Re: Tacky Gawker Stockings, or, Common Sense Rules for Advertising on the Internet

“New Media” is just that –   it is so new, the rules have yet to be defined.

Gawker Media recently ran a sponsored post for “Follow Me” knee-high stockings very unlike their current fashion ethos.  A former True/Slant colleague of mine, Raincoaster, tweeted:

If they’re going to run fashion ads, they NEED a fashion editor so they dont look stupid and/or desperate. That’s a pricy ad

The majority of the sponsored blog post debate has raged over the crumbling wall between editorial and advertorial, but I am not going to touch on those issues as I whole-heartedly support sponsored posts, on one condition. If the website in question has control over the ads.

Ads on websites should look like they belong there. Ads should either be advertising a product a reader would be interested in (the Gawker ad is not), and if that isn’t possible, the ad in question should at least blend into the background or match the color scheme of the web page. If ads are anything but, heaven forbid they are bright and jarring (a crime when you are trying to read) they forever scar the internet user and you can kiss their patronage goodbye.

Video ads on the internet are another group that needs tweaking. I can’t think of how many times I thought about getting  chocolate on some late night run, but I didn’t have a craving for a particular brand.  Upon reaching the candy aisle, I will see a Twix, immediately remember how much I hate their ads, and make my decision for chocolate off of that hate (no Twix have been purchased by me for years). I actually stopped watching The Daily Show and The Colbert Report on because I could not stand those “Need a Moment” ads (which sometimes played 3 or 4 times an episode for lack of advertisers). Did Comedy Central employees find this ad campaign funny? Or did they not care and allow such trash to tarnish their website?

Such is the same with this sponsored post floating around on Gawker. Why would I, as a reader, want stockings that look like they’re from Hot Topic? I outgrew my gothy slutty phase, oh, 10 years ago?

While I have no screenshots to prove how bad some CollegeHumor ads have been in the past, their newest ad (Blackberry Torch) is subtle and looks like it might actually belong on the website. The product being advertised also makes sense to the demographic.

If, with an Alexa rank of 1,041 (US = 462), can get their shit together regarding how to use advertising, why can’t Gawker Media (Alexa 688, US = 218)? Even CollegeHumor’s sponsored videos are somewhat entertaining.

If the ads fit the website, the more likely it is the reader/viewer will be responsive to the product. Common sense, any one?


One Comment on “Re: Tacky Gawker Stockings, or, Common Sense Rules for Advertising on the Internet”

  1. raincoaster says:

    Good post.

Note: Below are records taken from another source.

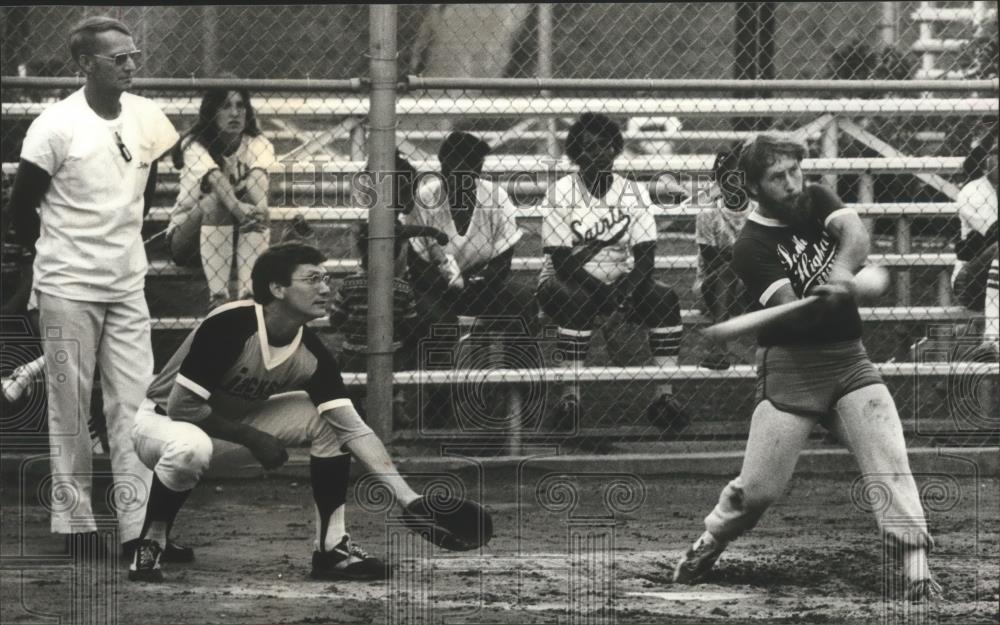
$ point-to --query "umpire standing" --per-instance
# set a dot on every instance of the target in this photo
(86, 174)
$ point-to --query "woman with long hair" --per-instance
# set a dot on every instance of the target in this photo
(221, 210)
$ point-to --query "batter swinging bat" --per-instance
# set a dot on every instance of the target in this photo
(871, 281)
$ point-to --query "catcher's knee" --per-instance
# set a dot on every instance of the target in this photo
(185, 460)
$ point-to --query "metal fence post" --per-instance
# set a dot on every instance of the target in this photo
(381, 150)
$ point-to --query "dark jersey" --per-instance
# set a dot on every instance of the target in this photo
(228, 361)
(769, 254)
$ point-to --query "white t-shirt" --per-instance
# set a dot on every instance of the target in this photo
(90, 245)
(253, 153)
(977, 211)
(622, 219)
(492, 230)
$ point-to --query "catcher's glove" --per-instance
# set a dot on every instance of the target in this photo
(452, 523)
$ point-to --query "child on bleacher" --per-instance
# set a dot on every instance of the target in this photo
(349, 313)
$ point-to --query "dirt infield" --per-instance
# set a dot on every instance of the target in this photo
(594, 548)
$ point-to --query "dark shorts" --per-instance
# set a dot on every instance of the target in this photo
(808, 380)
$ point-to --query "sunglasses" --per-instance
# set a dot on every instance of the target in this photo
(122, 57)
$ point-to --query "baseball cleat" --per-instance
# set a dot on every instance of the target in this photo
(698, 560)
(926, 589)
(347, 562)
(667, 413)
(145, 565)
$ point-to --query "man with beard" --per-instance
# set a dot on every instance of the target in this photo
(811, 366)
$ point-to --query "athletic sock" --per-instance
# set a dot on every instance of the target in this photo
(217, 257)
(665, 344)
(329, 478)
(249, 245)
(161, 510)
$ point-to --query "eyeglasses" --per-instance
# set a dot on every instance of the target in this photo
(315, 279)
(123, 148)
(122, 57)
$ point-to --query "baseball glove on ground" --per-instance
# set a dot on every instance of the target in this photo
(451, 523)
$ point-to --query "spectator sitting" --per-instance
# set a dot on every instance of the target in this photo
(725, 210)
(977, 213)
(223, 162)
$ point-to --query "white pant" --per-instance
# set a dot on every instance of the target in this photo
(76, 337)
(866, 421)
(180, 452)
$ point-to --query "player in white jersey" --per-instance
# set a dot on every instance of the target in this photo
(250, 380)
(599, 236)
(223, 162)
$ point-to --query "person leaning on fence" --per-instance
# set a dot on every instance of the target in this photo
(349, 314)
(470, 275)
(724, 212)
(977, 214)
(599, 236)
(221, 209)
(87, 174)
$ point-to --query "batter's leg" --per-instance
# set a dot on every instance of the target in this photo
(867, 422)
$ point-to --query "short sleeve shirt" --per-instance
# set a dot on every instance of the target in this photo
(492, 230)
(228, 361)
(90, 243)
(253, 153)
(770, 254)
(619, 221)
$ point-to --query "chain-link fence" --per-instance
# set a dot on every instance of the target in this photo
(533, 276)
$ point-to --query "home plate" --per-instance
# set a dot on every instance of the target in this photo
(694, 596)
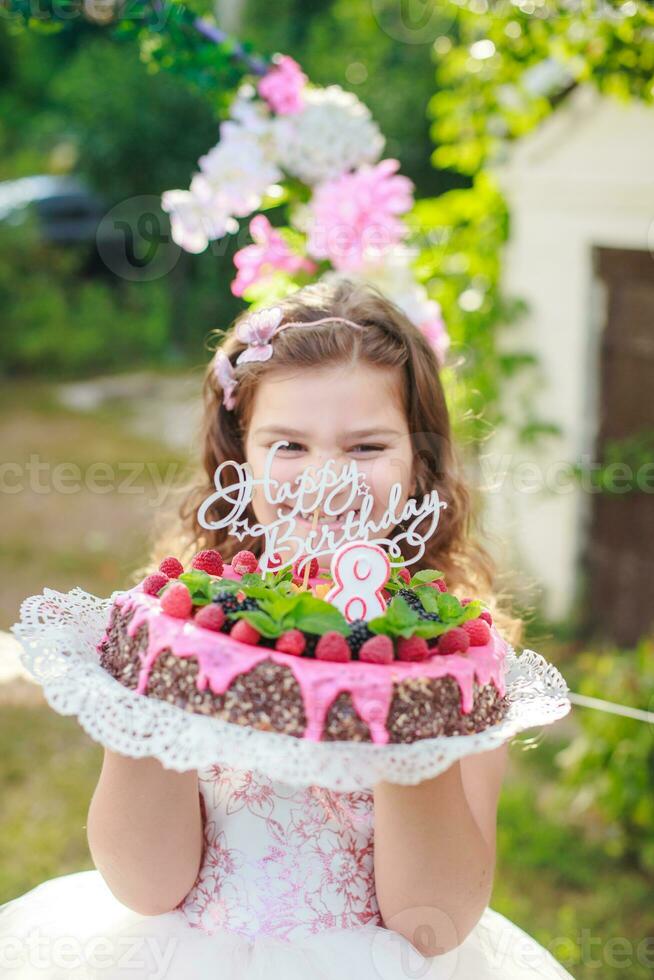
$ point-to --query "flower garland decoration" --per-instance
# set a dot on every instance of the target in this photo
(318, 149)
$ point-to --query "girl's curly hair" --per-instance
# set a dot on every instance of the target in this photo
(390, 340)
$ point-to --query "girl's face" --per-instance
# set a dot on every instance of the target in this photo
(344, 413)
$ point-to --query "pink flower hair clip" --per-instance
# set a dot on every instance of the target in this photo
(257, 331)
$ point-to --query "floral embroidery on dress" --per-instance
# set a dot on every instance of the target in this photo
(281, 860)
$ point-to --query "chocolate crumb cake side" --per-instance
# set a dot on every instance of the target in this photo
(208, 670)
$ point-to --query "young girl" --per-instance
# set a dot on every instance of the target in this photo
(224, 873)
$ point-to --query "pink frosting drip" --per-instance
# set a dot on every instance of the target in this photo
(220, 659)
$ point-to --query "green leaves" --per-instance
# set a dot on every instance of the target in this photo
(301, 610)
(395, 583)
(401, 620)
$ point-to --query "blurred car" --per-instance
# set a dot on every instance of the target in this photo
(67, 211)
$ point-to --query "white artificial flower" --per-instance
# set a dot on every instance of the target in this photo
(333, 133)
(195, 218)
(239, 171)
(393, 275)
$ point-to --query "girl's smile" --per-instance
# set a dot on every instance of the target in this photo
(343, 413)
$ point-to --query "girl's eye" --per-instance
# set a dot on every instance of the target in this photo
(291, 447)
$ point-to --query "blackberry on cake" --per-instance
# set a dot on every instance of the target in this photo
(230, 604)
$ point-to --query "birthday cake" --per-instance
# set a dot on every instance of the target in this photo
(280, 650)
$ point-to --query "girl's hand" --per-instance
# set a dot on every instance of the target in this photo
(145, 832)
(435, 851)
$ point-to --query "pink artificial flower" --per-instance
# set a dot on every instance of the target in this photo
(257, 331)
(269, 253)
(354, 215)
(224, 373)
(435, 331)
(282, 86)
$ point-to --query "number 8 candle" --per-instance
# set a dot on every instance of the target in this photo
(359, 572)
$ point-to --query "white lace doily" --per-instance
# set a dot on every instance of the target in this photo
(59, 632)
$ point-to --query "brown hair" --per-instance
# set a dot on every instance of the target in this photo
(390, 340)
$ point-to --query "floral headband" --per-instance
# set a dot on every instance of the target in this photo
(257, 330)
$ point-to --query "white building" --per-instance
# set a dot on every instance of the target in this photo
(581, 201)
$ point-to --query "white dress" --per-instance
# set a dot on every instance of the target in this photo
(285, 892)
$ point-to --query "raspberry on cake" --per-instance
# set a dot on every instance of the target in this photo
(209, 561)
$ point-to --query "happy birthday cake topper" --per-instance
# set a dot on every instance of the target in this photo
(316, 491)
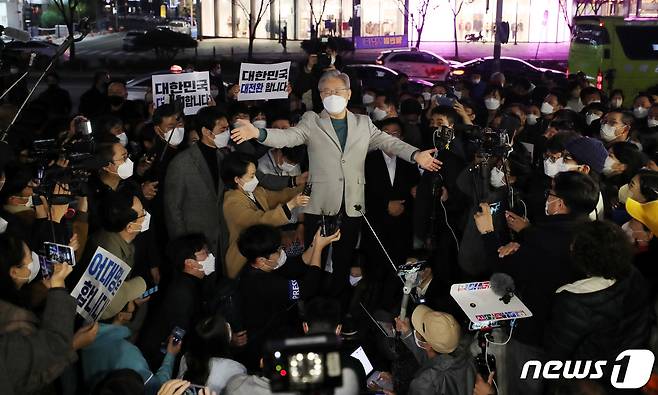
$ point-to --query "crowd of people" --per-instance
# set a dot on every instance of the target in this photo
(248, 217)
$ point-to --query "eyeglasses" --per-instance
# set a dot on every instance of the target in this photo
(329, 92)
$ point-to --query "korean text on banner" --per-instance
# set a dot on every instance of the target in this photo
(193, 89)
(264, 81)
(99, 283)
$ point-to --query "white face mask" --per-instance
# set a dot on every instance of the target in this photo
(531, 119)
(552, 168)
(497, 178)
(208, 265)
(176, 136)
(491, 103)
(281, 261)
(608, 165)
(623, 194)
(123, 139)
(221, 140)
(334, 104)
(250, 185)
(546, 108)
(547, 205)
(590, 117)
(608, 132)
(354, 280)
(378, 114)
(640, 112)
(419, 344)
(125, 170)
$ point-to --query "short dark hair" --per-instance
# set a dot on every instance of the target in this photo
(118, 211)
(601, 249)
(120, 382)
(448, 112)
(235, 165)
(495, 88)
(207, 117)
(322, 313)
(578, 191)
(99, 76)
(184, 247)
(164, 111)
(259, 241)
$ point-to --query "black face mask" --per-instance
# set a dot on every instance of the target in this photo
(115, 101)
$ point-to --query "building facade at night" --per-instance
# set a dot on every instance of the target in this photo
(385, 22)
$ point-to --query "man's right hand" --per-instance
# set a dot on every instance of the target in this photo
(244, 132)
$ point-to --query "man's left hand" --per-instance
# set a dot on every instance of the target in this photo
(426, 160)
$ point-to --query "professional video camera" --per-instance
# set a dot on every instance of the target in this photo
(77, 150)
(490, 142)
(304, 364)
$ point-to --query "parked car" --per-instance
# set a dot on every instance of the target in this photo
(133, 40)
(417, 63)
(18, 53)
(509, 66)
(381, 78)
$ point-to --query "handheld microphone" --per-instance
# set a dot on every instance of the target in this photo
(502, 285)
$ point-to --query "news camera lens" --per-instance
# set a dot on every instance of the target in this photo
(306, 368)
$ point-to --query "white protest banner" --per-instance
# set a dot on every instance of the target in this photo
(99, 283)
(192, 88)
(263, 81)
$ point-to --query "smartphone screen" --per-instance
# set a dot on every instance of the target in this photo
(150, 292)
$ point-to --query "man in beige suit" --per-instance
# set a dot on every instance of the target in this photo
(338, 142)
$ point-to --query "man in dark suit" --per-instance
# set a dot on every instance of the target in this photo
(389, 204)
(194, 191)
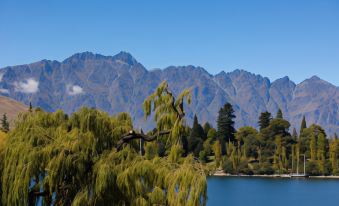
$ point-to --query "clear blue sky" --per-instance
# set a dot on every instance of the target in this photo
(273, 38)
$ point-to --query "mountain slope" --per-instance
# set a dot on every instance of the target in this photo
(11, 108)
(120, 83)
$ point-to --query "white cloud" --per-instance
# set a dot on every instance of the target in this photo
(29, 85)
(4, 91)
(74, 90)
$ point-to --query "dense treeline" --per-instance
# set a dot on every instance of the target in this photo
(271, 150)
(91, 158)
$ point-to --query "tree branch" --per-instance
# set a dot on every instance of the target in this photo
(132, 135)
(179, 113)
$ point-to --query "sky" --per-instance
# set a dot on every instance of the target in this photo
(295, 38)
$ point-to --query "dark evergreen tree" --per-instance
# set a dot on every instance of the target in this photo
(207, 128)
(225, 124)
(30, 107)
(303, 124)
(279, 114)
(264, 120)
(294, 134)
(196, 138)
(4, 123)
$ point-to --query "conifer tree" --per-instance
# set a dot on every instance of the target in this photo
(196, 138)
(4, 123)
(294, 134)
(264, 120)
(207, 127)
(321, 151)
(217, 153)
(334, 155)
(303, 124)
(226, 123)
(313, 147)
(279, 114)
(30, 107)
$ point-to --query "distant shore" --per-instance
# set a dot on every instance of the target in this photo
(223, 174)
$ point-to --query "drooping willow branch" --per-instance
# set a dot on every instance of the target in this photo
(169, 111)
(133, 135)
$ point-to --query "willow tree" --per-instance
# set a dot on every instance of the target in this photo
(89, 159)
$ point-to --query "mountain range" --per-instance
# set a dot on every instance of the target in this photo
(120, 83)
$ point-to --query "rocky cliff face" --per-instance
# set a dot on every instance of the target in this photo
(120, 83)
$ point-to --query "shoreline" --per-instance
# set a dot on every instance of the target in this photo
(223, 174)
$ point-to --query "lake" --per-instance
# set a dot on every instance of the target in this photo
(252, 191)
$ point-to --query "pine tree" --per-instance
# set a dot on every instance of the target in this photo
(30, 107)
(217, 153)
(321, 151)
(313, 147)
(294, 134)
(207, 127)
(303, 125)
(279, 114)
(196, 138)
(4, 123)
(264, 120)
(225, 124)
(334, 155)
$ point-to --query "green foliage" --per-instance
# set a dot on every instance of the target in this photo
(264, 120)
(73, 161)
(225, 124)
(249, 138)
(217, 153)
(169, 112)
(196, 138)
(279, 114)
(303, 124)
(4, 123)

I know for a fact (because their Ad page says so) that their minimum ad buy is $10,000. In-line ads that look like posts must surely be a great deal more than that. And this product is not only aesthetically appalling, it’s based on ancient Roman hooker marketing sandals (and when your product is LESS clever, classy and sexy than a hooker marketing initiative, you should just stop) and wait till someone tells Jezebel about that.